I feel like that has been the Swedish style of integration. Get rid of all the stuff you are, and become like us. Only observe our values.

LOIS: I was wondering how you’ve experienced finding or building a sense of community in your context?
NANNA: Through meeting others in similar contexts, I learned new things. Even though we share a lot, there are still differences. I grew up in the north, where there is very little diversity, while others had different experiences. That helps contextualise my work. It was almost like I had the experience of being an adoptee – often the only Asian in a homogenous Swedish environment. As a child, wanting to fit in, I wanted to become as Swedish as I could. My parents, our home and our food were the things that didn’t fit the picture. I’ve realised that there was a lot of shame there.

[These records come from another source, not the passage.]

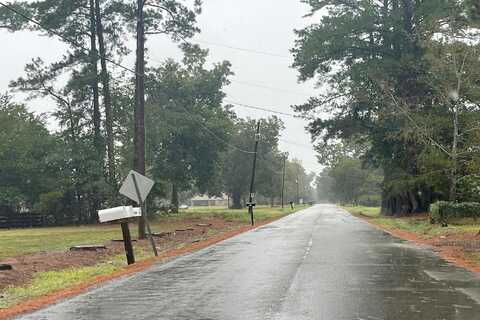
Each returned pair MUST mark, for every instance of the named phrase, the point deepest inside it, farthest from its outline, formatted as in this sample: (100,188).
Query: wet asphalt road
(320,263)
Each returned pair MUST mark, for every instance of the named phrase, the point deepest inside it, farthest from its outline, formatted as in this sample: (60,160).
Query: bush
(443,211)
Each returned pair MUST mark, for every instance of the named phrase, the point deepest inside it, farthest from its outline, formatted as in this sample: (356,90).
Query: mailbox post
(127,242)
(122,214)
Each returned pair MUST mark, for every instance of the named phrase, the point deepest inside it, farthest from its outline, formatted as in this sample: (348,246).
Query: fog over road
(320,263)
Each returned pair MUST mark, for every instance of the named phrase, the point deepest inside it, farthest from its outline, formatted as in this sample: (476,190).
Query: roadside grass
(419,224)
(24,241)
(261,213)
(49,281)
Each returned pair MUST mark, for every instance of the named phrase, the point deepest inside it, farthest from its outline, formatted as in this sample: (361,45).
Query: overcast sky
(264,80)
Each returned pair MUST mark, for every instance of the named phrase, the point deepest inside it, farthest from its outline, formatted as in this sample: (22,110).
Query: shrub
(443,211)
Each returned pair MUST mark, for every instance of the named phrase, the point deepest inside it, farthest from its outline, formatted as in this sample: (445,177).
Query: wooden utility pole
(139,114)
(283,178)
(107,101)
(251,199)
(298,193)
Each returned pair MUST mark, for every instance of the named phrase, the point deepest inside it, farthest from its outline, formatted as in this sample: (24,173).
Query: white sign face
(144,186)
(118,213)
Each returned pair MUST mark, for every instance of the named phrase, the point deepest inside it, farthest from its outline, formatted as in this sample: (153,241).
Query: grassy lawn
(420,225)
(23,241)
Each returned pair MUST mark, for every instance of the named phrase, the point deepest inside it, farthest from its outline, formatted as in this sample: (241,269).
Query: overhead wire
(98,55)
(265,53)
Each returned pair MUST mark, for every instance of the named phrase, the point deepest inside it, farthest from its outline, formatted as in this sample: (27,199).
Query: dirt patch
(181,232)
(457,249)
(196,239)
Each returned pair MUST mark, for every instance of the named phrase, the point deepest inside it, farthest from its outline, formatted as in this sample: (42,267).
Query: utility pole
(139,114)
(251,199)
(283,177)
(298,193)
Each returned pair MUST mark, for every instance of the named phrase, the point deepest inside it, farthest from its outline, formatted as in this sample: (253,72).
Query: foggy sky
(257,25)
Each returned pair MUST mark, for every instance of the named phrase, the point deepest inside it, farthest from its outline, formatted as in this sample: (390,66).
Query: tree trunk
(97,138)
(97,118)
(106,97)
(453,171)
(236,200)
(174,201)
(139,114)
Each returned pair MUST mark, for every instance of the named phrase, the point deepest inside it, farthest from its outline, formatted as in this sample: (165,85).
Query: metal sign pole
(144,214)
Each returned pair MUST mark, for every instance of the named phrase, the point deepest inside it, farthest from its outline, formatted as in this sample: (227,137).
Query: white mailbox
(118,213)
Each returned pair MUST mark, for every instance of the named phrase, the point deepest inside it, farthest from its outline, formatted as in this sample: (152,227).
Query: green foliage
(468,188)
(348,182)
(26,157)
(444,211)
(391,68)
(186,123)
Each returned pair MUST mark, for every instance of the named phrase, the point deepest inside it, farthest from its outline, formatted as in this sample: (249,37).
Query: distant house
(206,201)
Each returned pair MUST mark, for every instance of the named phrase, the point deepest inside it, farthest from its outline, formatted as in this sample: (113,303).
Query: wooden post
(251,199)
(127,242)
(144,215)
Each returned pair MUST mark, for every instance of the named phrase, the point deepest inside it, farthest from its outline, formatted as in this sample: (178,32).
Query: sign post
(137,187)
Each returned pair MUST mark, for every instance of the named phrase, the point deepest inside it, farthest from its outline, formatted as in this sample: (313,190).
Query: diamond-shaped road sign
(144,186)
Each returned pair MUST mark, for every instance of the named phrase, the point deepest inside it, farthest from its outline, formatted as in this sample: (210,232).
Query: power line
(75,44)
(256,85)
(250,84)
(265,53)
(296,144)
(243,105)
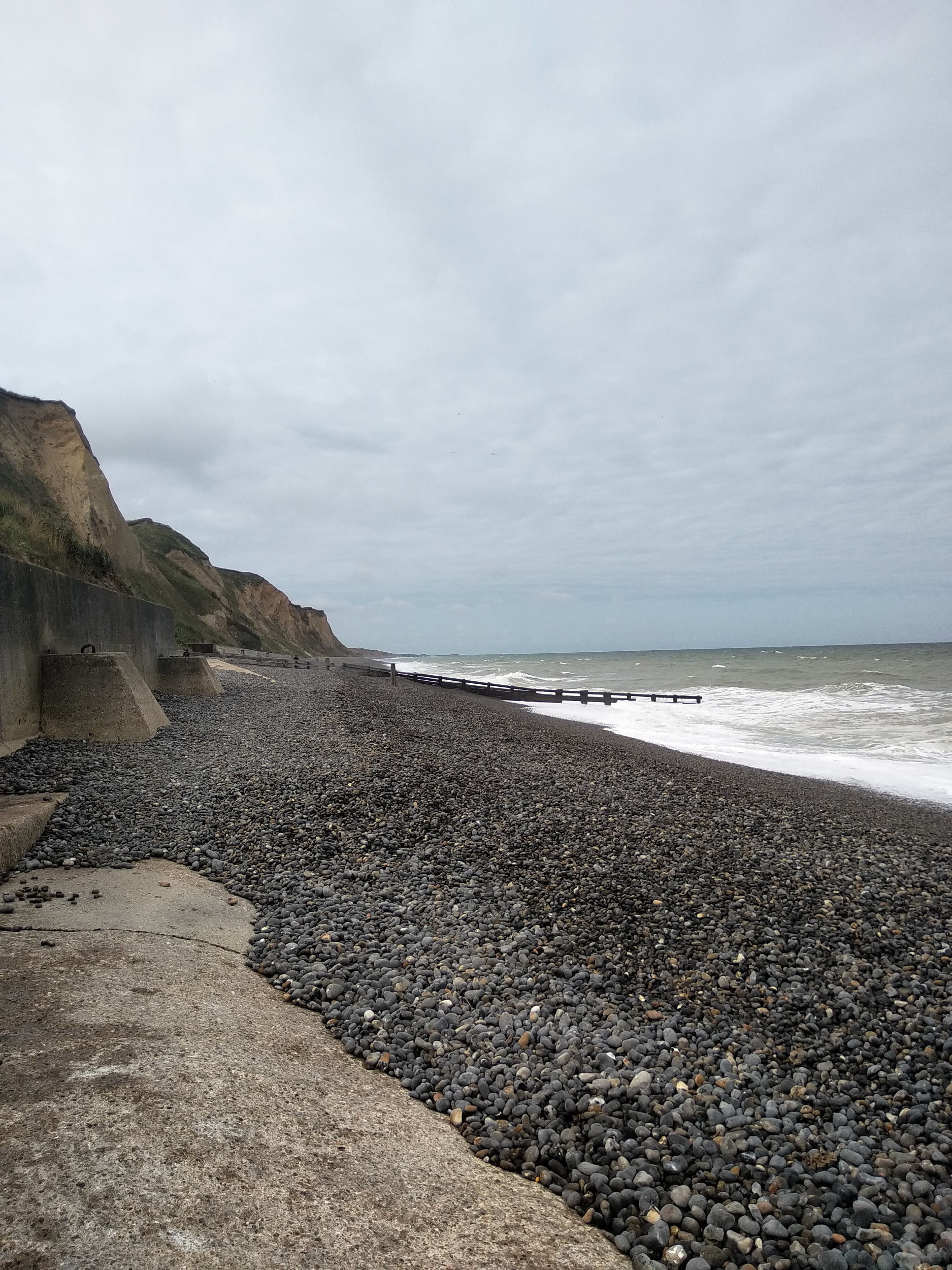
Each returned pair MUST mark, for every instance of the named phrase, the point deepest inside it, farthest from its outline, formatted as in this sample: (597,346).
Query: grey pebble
(466,895)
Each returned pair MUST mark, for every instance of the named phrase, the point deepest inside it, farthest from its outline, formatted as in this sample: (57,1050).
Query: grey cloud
(431,306)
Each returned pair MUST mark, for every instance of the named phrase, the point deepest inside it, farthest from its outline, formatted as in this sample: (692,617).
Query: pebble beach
(706,1006)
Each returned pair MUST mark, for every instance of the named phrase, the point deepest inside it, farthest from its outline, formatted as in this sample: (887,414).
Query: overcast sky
(493,326)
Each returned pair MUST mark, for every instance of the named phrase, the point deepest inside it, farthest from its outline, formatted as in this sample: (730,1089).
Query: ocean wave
(885,737)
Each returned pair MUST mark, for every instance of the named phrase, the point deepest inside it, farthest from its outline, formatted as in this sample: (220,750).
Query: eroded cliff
(57,511)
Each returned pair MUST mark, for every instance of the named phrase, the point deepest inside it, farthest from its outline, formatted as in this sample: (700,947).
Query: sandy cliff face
(57,511)
(265,606)
(57,499)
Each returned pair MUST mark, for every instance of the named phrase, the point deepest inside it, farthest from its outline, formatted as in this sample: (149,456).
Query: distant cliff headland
(57,511)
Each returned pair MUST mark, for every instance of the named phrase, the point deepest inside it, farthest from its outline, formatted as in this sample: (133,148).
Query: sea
(876,715)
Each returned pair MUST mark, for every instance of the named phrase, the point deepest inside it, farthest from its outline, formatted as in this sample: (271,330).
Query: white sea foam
(875,715)
(885,737)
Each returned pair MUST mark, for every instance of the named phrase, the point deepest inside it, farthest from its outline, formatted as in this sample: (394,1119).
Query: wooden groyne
(517,692)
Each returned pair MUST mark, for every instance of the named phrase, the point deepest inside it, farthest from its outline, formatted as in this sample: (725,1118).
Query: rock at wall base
(188,677)
(97,696)
(23,817)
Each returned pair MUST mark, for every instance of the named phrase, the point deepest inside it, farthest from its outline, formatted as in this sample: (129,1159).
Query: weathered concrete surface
(164,1108)
(97,696)
(187,677)
(23,817)
(47,613)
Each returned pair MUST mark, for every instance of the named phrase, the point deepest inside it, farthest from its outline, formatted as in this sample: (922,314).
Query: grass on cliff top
(161,539)
(40,535)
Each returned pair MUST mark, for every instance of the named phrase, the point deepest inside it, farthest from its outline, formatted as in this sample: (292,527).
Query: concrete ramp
(23,817)
(97,696)
(188,677)
(164,1109)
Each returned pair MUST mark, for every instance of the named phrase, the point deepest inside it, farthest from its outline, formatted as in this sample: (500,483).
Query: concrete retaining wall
(42,611)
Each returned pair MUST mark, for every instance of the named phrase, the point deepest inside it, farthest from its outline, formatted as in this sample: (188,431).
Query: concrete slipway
(164,1108)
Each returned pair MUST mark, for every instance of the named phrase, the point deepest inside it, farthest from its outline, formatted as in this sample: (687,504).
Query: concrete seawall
(42,611)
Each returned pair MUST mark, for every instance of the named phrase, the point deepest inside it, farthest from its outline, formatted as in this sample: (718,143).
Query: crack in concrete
(116,930)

But I’m really grateful that I’m starting to discover spaces for sharing our experiences – rooms to talk about anything. Everyone is welcome to share. I’m glad those things exist. Sweden is so slow. The population density isn’t high. I’m guilty of it too. I’m not very active. The distances are far. Everyone is so far away. It takes time to reach critical mass. You have to meet people, get enthusiastic. But when the distances are so far and everything has to be pre-planned, there’s a sluggishness about movement.
Yeah, speaking of movement, I’ve been thinking about it in painting, but also just in how we reach each other. There’s this slowness in how people connect here. Maybe that’s just the climate. It’s cold. I think a lot of things shape the way Sweden is.